Our second wooly rug will probably also live in the nursery (on the ground as an actual rug) so stay tuned for those details as we continue to cobble things together in there. Oh and remember how there was an extra strip of leftover rug on one end after we cut out both of our sheepskin templates? Well it was perfect for creating a bonus little textured lumbar pillow. So not only did we get two faux sheepskins for $20 a pop, we actually got two sheepskins plus an accent pillow for $39 total. Not bad right?
All we did was take that long piece of leftover shag and trim the interior edge so it was one long rectangle. Then we “folded” it in half to create a nice loop of shaggy texture. When it came to filling our fluffy DIY pillow, we actually looked no further than a few other rug scraps- so it really is made completely from leftover rug snippings. We love that we didn’t have to buy any batting or anything- and there was practically zero waste created by our entire project since we used it all.
Now we’re sure this next step will leave a few of you shaking your heads, but we’re work-with-what-you-have people, so we actually reached for safety pins to secure the left side of our makeshift pillow (which you see me holding together in the photo above). The great thing about the rug’s incredibly dense shaggy texture is that every single pin was completely obscured but it held things nice and securely- plus it’s super poke-free and safe since they’re buried so deeply in the shaggy texture that you’d literally have to go hunting around for them to find one and then would have to apply a ton of pressure to pop one open (which can’t be done by leaning on the pillow or even whapping someone in the face with it during a pillow fight). Anyway, so we used a few safety pins to connect our loop of fabric on the side and a few more along the top and bottom seams.
As you can see from this close up, they’re placed extremely close to the base of the rug so they don’t stick up and can’t be seen, felt or accidentally opened (they’re literally buried two or three inches “beneath” the dense shaggy fabric).
So unless you’re digging through the long fibers of the rug in search of one they’re completely undetectable. Gotta love a cheap on-hand solution like that.

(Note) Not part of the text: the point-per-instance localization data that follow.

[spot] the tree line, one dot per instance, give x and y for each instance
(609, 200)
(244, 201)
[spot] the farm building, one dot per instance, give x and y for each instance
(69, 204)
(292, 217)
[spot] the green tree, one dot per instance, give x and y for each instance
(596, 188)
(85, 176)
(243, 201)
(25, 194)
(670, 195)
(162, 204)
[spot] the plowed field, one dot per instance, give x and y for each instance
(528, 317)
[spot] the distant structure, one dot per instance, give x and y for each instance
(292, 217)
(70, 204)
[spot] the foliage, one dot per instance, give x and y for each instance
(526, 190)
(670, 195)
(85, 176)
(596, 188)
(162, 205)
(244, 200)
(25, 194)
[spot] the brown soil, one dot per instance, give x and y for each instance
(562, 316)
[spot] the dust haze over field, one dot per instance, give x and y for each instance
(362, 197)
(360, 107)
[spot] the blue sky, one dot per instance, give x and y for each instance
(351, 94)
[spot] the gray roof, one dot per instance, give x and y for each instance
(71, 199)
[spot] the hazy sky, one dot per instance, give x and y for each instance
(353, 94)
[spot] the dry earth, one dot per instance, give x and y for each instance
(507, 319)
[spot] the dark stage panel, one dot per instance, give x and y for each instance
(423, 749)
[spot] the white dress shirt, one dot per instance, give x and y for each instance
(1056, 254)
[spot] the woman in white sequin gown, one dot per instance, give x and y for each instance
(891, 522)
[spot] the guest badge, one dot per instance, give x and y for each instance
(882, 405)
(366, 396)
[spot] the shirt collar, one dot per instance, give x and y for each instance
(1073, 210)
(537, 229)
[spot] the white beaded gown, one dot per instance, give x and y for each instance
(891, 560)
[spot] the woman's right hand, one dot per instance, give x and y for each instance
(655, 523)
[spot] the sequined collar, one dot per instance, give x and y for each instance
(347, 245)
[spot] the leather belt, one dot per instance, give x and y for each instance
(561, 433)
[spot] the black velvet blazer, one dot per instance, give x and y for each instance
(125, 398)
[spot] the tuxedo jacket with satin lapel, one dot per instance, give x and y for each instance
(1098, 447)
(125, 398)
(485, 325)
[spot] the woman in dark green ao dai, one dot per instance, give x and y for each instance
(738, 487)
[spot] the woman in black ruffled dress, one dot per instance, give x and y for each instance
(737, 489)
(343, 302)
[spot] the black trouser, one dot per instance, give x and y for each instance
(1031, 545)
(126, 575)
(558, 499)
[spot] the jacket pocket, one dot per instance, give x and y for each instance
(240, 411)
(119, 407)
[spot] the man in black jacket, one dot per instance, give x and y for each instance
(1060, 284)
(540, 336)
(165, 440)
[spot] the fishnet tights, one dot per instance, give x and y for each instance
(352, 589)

We’ve been using the pillow for about two weeks now in our living room and we have yet to feel any “small metal nubs” when we lean back on it. And we especially love that it was a free little bonus so if at any point we want to revise how we connected it (and remove the pins) we can- but seriously, so far so good. And we love that we used every last scrap of our rug and got a little bonus decor item out of the deal.
So that’s one take on our faux sheepskin solution. Stay tuned for this afternoon’s post where we actually hunted down fabric and made a more flexible and drapey “throw-like” version. And those were even cheaper and easier so they’re definitely an anyone-can-do-it DIY project. Well maybe not anyone; Burger refuses to help but ironically can always be found enjoying all the fruits of our labor…
Sidenote: Is it wrong that we think he’s the best looking dog in the world? Seriously, he’s a knockout isn’t he? But enough about our heartstoppingly handsome chihuahua. Have you guys ever DIYed anything from a rug or altered one in some fun hands-on way (dyed it? spray painted it? used it to “upholster” something like a cube ottoman?). We’d love to hear all about your thrilling adventures in rug-customization.